Она пела грудным голосом, и я невольно засмотрелся на то, как блики льнут к ее продолговатым ягодицам.
Ухватив кость, вцепился в мясо.
И понял, что проголодался.
9
Солнце село, и город исчез в темноте. Но по цепочкам огней я видел, где кончается вода залива и начинаются холмы Стамбула.
Слева виднелась первая четверка минаретов. Красные стены, подсвеченные прожекторами, белые башни — Святая София, никаких сомнений. Дальше наклевывались серые купола пониже: мечеть султана Ахмета у ипподрома.
Напротив в небе чернела ниша, которую обступали звезды.
Мечеть Сулейманию в эту ночь почему-то не подсветили.
Где-то на самом краю города светилась еще одна мечеть. И стройный минарет как будто охранял ее там, на отшибе.
Закрыв окна, я включил кондиционер и вытянулся на простынях. Через полчаса музыка перестала, во дворе стали звенеть посудой, иногда раздавался женский смех и плеск воды.
Но сквозь шум кондиционера доносился другой звук — голос, который что-то бормочет на чужом языке. Сон одолевал так быстро, что перехватывало дыхание.
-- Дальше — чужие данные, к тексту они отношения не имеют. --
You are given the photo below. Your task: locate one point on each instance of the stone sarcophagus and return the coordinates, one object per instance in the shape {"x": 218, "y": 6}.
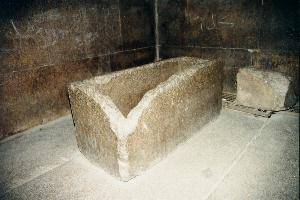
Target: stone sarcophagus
{"x": 128, "y": 120}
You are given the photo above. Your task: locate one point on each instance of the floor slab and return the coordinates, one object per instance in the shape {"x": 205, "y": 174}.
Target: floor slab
{"x": 237, "y": 154}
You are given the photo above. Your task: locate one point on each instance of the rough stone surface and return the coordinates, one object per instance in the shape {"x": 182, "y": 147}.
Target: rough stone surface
{"x": 264, "y": 89}
{"x": 127, "y": 121}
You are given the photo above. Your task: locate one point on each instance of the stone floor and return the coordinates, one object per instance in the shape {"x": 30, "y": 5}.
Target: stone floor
{"x": 237, "y": 156}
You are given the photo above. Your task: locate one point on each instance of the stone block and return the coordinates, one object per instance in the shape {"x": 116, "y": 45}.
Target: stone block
{"x": 128, "y": 120}
{"x": 267, "y": 90}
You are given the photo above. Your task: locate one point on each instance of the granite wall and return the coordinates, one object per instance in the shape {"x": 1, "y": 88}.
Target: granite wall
{"x": 45, "y": 45}
{"x": 261, "y": 33}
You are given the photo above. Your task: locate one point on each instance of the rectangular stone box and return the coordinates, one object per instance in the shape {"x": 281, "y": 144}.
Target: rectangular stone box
{"x": 128, "y": 120}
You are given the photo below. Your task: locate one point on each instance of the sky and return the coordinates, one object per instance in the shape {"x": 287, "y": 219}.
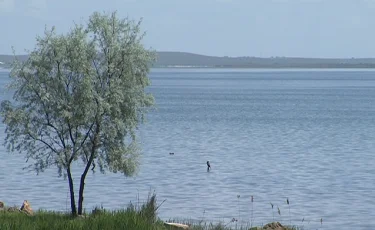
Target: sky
{"x": 262, "y": 28}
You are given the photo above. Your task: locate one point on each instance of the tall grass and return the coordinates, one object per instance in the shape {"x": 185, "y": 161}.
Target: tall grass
{"x": 137, "y": 218}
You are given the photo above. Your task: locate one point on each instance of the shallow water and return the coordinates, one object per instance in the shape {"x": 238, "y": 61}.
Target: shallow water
{"x": 305, "y": 135}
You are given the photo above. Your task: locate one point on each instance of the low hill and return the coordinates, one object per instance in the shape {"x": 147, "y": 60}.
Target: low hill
{"x": 182, "y": 59}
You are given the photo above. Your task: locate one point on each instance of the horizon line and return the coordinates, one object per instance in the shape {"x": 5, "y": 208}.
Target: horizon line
{"x": 227, "y": 56}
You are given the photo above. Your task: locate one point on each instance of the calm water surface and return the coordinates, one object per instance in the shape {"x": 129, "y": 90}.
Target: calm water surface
{"x": 305, "y": 135}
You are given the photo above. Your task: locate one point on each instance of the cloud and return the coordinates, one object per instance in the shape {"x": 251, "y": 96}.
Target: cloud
{"x": 6, "y": 6}
{"x": 36, "y": 7}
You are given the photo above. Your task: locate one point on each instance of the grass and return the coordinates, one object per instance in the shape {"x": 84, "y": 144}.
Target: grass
{"x": 134, "y": 217}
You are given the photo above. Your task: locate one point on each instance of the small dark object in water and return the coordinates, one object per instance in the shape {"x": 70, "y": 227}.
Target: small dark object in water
{"x": 208, "y": 166}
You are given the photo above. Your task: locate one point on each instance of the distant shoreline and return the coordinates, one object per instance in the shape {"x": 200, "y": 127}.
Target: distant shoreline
{"x": 190, "y": 60}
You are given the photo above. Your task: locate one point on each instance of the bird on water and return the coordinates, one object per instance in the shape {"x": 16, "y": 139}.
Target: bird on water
{"x": 208, "y": 166}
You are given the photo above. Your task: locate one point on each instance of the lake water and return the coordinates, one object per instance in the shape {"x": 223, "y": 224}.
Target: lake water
{"x": 306, "y": 135}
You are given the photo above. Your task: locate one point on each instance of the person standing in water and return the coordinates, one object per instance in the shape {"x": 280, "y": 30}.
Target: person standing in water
{"x": 208, "y": 166}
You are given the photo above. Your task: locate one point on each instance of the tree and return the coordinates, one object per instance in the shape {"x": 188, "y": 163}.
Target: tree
{"x": 81, "y": 96}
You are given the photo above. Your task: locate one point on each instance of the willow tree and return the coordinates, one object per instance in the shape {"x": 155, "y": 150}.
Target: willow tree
{"x": 81, "y": 96}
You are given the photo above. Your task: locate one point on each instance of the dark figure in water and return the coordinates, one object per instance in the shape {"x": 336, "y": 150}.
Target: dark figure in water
{"x": 208, "y": 166}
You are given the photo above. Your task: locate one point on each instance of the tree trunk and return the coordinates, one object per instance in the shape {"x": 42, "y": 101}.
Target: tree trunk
{"x": 71, "y": 189}
{"x": 88, "y": 164}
А он все бормотал и бормотал, этот голос.
И чем глубже я проваливался в дрему, тем отчетливее звучали слова.
10
Был он греком, говорили они, что спорить, ибо кто сведущ более грека в прекрасном? да что вы, отвечали другие, неправда ваша, был он армянин, кто же знает лучше армянина толк в искусстве камня? тогда-то и подавали голос третьи; был он турок, этот парень, говорили третьи, потому что нет на земле того, кто сведущ более турка в божественном промысле.
Так что же нам делать?
Жили-то в деревне и греки, и турки, и армяне, и бог его знает, как перемешались их крови — пятьсот лет назад! — однако деревня была христианской, посему одну вещь мы можем держать за подлинную: что крестили его, как и положено, на сороковой день в местной церкви, в которой осталась, пока не исчезла, об этом событии запись, что числа такого-то в году таком-то крещен мною, священником греческой веры, сын деревенского плотника, и дано ему при крещении имя “Юсуф”, что по-нашему значит “Иосиф”.
И вот проходит с той поры двадцать лет, умирает великий султан Баязид по прозвищу Молниеносный — был он скор на поле брани, — и берет империю другой султан, сын того Баязида, девятый по счету Осман, и зовут этого султана Селим по прозвищу Грозный — был он зол на поле брани, — и всю жизнь проводит он в седле, приумножая земли империи, так что теперь на карте есть и Персия, и Сирия, и Египет, и — чудо из чудес — святые города Мекка, Медина и Иерусалим.
Тогда-то, спустя двадцать лет, что прожил он в той самой деревне, обтачивая то камень, то древо, а то просто слоняясь по желтым проулкам, и появляется на горизонте пыльная туча. Смотрите, кричат с колокольни, как она растет, эта туча, смотрите! Нет уже горы Эрджияс, не видно ее снежных вершин, потому что огромным тюрбаном встала туча и вышли из тучи ратники, пешие и конные, числом не менее сотни.